One hypothesied large fragment impact point in lower
Michigan is shown. There should be another one not too
There is one major problem with the Rainwater Basins,
as they are called, being associated with a terminal
Pleistocene impact. The oval basins that are exhibited
by the modern land surface are palimpsest landforms
created by a blanket of Middle, Late, and Holocene loesses
and paleosols draped evenly over the original Rainwater
Basins, which are developed in fluvial sediments. These
sediments are at least, Illinoian in age, Marine Isotope
Stage 6, approximately 130,000 to 196,000 BP old as a
Late Illinoian Sangamon Soil is developed in them. it
would be interesting to know the stratigraphic
relationship of the Late Illinoian Sangamon Soil to
these original basins as it would further constrain
Direct studies of these basins from cores and gully walls,
reveal that the original basins are buried by undisturbed
loess, which consists of an intact sequence, from bottom
to top, of Middle Wisconsin Gilman Canyon Formation,
Late Wisconsin Peoria Loess, Brady Soil, Holocene Bignell
Loess, and other interbedded and associated paleosols
(Zanner and Kuzila 2001, Zanner et al. 2007). The fact
that the original basins are blanketed by loess of the
Gilman Canyon Formation clearly demonstrates that the
original Rainwater Basins are greater than 30,000 to 40,000
years TL and C14 (Johnson et al. 2008; Wiley 2009). It is
quite obvious that the Rainwater Basins are far too old to
be associated with any hypothetical Younger Dryas event.
The presence of an intact and undisturbed blanket of Late
Wisconsin Peoria Loess, Middle Wisconsin loess of the
Gilman Canyon Formation, and associated paleosols
covering the original Rainwater Basins makes any
association between the them and the Younger Dryas a
complete and utter physical impossibility as extraterrestrial
impacts cannot create craters tens of thousands of years
before they happen.
Go look at:
Johnson, W. C., Willey, K. L., Mason, J. A., and May, D. W.,
2007, Stratigraphy and environmental reconstruction at
the Middle Wisconsinan Gilman Canyon Formation type
locality, Buzzard's Roost, southwestern Nebraska, U.S.A.
Quaternary Research. vol. 67, pp. 474-486.
Wiley, K. L., 2009, Environmental and Pedogenic Change
in the Central Great Plains from the Middle Wisconsinan
to the Present. Unpublished PhD. dissertation, Department
of Geography, University of Kansas, Lawrence, Kansas.

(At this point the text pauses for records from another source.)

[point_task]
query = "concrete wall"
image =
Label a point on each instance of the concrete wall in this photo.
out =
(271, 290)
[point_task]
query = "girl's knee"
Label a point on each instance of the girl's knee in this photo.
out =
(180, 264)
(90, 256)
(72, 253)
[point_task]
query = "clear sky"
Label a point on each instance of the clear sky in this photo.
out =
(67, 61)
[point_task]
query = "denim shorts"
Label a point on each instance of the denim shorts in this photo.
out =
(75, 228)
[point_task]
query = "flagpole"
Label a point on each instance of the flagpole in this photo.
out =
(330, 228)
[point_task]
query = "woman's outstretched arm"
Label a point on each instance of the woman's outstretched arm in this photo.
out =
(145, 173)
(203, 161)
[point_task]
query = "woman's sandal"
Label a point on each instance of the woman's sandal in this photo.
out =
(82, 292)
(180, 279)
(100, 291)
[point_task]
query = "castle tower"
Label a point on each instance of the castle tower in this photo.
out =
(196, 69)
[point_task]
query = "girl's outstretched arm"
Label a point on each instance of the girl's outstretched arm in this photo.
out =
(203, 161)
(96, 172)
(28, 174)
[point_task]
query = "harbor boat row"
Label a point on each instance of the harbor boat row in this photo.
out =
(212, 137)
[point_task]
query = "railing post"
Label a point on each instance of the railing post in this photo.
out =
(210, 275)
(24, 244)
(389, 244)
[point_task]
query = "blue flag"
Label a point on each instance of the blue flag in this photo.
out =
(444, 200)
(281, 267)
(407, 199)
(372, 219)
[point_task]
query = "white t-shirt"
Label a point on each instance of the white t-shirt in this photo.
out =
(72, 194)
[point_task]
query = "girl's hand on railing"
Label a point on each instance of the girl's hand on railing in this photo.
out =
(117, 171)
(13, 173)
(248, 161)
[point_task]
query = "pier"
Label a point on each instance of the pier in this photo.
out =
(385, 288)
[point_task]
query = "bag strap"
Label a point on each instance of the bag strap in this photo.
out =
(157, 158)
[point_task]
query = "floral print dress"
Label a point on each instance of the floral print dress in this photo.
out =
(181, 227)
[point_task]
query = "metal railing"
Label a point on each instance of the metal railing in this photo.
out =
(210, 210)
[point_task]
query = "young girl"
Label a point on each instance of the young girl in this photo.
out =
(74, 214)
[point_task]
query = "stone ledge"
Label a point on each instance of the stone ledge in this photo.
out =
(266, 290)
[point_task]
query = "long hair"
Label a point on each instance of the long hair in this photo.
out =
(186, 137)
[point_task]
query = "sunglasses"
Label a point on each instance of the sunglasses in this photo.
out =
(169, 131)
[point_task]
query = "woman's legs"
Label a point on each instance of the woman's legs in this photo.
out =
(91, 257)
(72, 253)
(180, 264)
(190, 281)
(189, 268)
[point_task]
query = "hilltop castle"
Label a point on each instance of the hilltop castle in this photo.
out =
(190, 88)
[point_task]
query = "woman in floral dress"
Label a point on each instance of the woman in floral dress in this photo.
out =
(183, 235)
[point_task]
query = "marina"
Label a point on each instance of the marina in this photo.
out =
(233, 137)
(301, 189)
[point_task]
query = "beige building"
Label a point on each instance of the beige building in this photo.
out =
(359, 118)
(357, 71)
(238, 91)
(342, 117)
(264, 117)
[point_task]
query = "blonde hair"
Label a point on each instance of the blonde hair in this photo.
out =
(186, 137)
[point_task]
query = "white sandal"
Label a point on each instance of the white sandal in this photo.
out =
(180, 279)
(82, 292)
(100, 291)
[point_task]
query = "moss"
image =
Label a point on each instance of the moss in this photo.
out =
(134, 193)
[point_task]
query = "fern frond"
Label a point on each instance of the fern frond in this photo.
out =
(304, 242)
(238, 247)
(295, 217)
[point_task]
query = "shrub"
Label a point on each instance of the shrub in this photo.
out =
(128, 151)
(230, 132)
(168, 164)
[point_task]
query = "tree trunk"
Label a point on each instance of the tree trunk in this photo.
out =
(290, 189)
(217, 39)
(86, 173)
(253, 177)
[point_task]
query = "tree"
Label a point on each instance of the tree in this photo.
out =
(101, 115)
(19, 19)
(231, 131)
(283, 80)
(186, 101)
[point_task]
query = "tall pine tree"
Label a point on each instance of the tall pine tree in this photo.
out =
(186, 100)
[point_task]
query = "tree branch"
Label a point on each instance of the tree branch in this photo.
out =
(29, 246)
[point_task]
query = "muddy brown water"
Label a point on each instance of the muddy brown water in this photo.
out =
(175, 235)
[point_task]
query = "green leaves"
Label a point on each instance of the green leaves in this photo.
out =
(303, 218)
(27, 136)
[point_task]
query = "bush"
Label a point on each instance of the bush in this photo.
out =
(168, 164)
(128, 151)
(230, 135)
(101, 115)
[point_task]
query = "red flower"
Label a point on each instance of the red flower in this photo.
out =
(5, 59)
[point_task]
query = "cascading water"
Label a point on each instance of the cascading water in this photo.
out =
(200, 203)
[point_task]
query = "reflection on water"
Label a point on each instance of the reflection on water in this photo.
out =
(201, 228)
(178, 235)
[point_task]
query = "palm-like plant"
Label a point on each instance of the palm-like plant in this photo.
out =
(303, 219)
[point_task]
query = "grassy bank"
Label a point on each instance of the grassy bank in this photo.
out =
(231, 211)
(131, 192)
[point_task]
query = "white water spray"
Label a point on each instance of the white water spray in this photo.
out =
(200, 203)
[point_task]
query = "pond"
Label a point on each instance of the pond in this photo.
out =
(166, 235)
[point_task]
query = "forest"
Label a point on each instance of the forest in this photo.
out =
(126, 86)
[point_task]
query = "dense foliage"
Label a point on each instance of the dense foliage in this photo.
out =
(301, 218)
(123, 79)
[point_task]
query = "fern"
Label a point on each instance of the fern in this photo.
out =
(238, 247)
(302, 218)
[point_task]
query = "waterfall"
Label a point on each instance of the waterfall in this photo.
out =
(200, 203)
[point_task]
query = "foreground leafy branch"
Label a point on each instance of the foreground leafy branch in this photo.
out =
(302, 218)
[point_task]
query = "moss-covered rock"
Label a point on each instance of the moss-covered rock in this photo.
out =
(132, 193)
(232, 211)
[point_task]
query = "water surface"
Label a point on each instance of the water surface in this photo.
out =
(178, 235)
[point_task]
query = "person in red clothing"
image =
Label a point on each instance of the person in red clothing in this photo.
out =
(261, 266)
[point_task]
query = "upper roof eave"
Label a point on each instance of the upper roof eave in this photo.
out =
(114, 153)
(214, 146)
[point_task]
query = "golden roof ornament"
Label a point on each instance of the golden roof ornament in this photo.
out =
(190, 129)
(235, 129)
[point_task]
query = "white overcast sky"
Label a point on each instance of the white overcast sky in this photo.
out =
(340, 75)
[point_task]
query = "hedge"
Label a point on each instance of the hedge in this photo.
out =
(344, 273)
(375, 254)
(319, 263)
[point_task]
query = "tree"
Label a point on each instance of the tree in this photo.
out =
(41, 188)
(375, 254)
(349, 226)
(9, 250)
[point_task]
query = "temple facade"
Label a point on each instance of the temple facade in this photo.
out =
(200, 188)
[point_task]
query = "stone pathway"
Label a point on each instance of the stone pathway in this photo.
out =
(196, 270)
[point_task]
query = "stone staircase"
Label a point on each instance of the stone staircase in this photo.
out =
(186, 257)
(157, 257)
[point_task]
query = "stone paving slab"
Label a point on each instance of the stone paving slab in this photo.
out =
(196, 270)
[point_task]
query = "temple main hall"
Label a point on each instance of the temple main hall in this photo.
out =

Zanner, C. W., and M. S. Kuzila, 2001, Nebraska's Carolina
bays. Geological Society of America Abstracts with Programs,
v. 33, no. 6, pp. 438.
Zanner, C. W., W. Dort, Jr., and S. R. Bozarth, 2007,
Holocene Bognell Loess Chronology. Stratigraphy and
paleoenvironemntal reconstructions from within a loess
table, Southwestern, Nebraska. Geological Society of
America Abstracts with Programs, v. 39, no. 3, pp. 73.